I believe that all versions rest on one question which has not been fundamentally tested – which is what do our neighbors really want?

Deborah Fink from the organisation Jews for Boycotting Israeli Goods (J-BIG), said it was “disgusting” that so many children were present to support the Israeli state.

They’ve been brainwashed. We wouldn’t bring loads of children out to things like this. They go to schools where they’re brainwashed with Israeli propaganda.

Ms Fink is one of many British Jews who campaign for an end to the occupation of Gaza and the West Bank.

Apparently Ms. Fink is mind-controlled by Palestinian propaganda and has conveniently forgot that Israel does not occupy Gaza, having left that area almost 5 years ago. Read more at BBC News – Gaza Crisis. I recommend that Ms.
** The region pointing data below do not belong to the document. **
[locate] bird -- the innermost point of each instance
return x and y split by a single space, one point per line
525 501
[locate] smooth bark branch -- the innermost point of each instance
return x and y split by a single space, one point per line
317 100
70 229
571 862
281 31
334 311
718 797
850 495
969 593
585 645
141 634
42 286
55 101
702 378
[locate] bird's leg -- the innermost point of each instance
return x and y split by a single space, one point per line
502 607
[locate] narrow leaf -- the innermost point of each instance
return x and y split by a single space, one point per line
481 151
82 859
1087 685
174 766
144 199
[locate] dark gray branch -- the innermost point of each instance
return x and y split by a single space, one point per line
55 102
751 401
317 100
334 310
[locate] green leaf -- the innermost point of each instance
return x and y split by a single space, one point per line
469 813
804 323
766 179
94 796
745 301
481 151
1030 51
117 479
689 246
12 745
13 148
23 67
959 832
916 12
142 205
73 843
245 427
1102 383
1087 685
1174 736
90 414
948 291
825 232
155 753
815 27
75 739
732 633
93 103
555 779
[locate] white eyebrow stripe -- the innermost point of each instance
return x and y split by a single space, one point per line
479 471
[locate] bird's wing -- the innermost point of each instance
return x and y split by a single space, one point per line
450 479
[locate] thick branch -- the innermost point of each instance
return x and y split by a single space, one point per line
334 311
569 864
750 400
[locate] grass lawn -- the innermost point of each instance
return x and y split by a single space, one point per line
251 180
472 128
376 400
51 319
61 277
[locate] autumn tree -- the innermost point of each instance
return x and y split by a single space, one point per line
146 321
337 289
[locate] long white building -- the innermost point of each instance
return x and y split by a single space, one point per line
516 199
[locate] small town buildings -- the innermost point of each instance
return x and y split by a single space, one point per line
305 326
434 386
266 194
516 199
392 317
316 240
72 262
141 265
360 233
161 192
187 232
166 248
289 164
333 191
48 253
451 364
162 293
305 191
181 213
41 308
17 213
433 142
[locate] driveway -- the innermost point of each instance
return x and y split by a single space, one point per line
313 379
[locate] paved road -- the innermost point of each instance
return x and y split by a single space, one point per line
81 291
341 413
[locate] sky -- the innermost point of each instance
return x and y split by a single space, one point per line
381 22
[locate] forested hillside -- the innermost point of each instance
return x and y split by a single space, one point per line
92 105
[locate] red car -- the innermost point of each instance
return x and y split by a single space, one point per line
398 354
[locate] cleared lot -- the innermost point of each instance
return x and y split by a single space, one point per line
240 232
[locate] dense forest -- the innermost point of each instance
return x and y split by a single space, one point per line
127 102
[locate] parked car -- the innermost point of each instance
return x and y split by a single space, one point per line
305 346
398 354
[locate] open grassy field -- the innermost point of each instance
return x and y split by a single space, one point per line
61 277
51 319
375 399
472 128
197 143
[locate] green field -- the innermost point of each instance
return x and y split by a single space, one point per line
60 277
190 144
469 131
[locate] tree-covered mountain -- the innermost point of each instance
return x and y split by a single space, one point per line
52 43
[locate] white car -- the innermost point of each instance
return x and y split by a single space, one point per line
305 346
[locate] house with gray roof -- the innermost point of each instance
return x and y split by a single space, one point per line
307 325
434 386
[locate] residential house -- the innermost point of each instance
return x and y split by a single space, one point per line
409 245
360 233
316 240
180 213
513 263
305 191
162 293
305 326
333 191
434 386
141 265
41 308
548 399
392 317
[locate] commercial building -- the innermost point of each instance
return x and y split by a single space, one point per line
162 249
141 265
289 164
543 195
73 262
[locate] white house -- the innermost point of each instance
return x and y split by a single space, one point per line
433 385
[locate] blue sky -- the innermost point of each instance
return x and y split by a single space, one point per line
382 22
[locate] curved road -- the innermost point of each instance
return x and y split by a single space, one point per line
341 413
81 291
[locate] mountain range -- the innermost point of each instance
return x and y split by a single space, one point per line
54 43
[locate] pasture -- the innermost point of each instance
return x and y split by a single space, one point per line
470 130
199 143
Fink read about the unilateral disengagement from Gaza in August 2005.

Unfortunately, we – Israelis are mind-controlled as well and have forgotten our primary mission – which is the development of the state of Israel – not down-sizing, not outsourcing nor appeasing terrorists.

There is I believe, a fundamental misunderstanding of what makes terrorists tick.

In order to test the assumption behind the various Middle East peace plans of the past 30 years – it is important to test an important hypothesis – “Israel’s neighbors want peace”.

Let’s conduct  a “gedanken experiment”  using 2 assumptions, which I believe are accepted by most politicians today – and consistent with US, Russian and European foreign policy:

Since there is wide agreement in Israel, the US, Europe and Muslim countries, that Israel holds the keys to regional peace – then it becomes a question of price – how much are the other parties (Syria, Palestine, Iran, Turkey …) willing to pay to acquire that product – i.e. peace.

The price might be – how much land Syria is willing to give us in return for peace or how much water Turkey is willing to give us in exchange or how much land Palestine is willing to pay in return for peace or how badly Iran wants Israeli  technology for clean power generation.

Once we have agreed on the price – it’s just a question of agreeing terms of payment and issuing the PO.

If the thought experiment is correct then, the current Israeli strategy of paying the buyer to take our product seems ludicrous.

If the thought experiment is incorrect – then one or more of our assumptions must be false – either our neighbors don’t want peace, peace is not a valuable commodity or – Israel doesn’t hold the keys to acquiring peace in the Middle East.

Reading past the political vitriol of Iran and Abu Maazen,  it’s therefore important to examine our assumptions, starting with the question – “What do terrorists really want?”  and understand why Israel is losing the war against terror.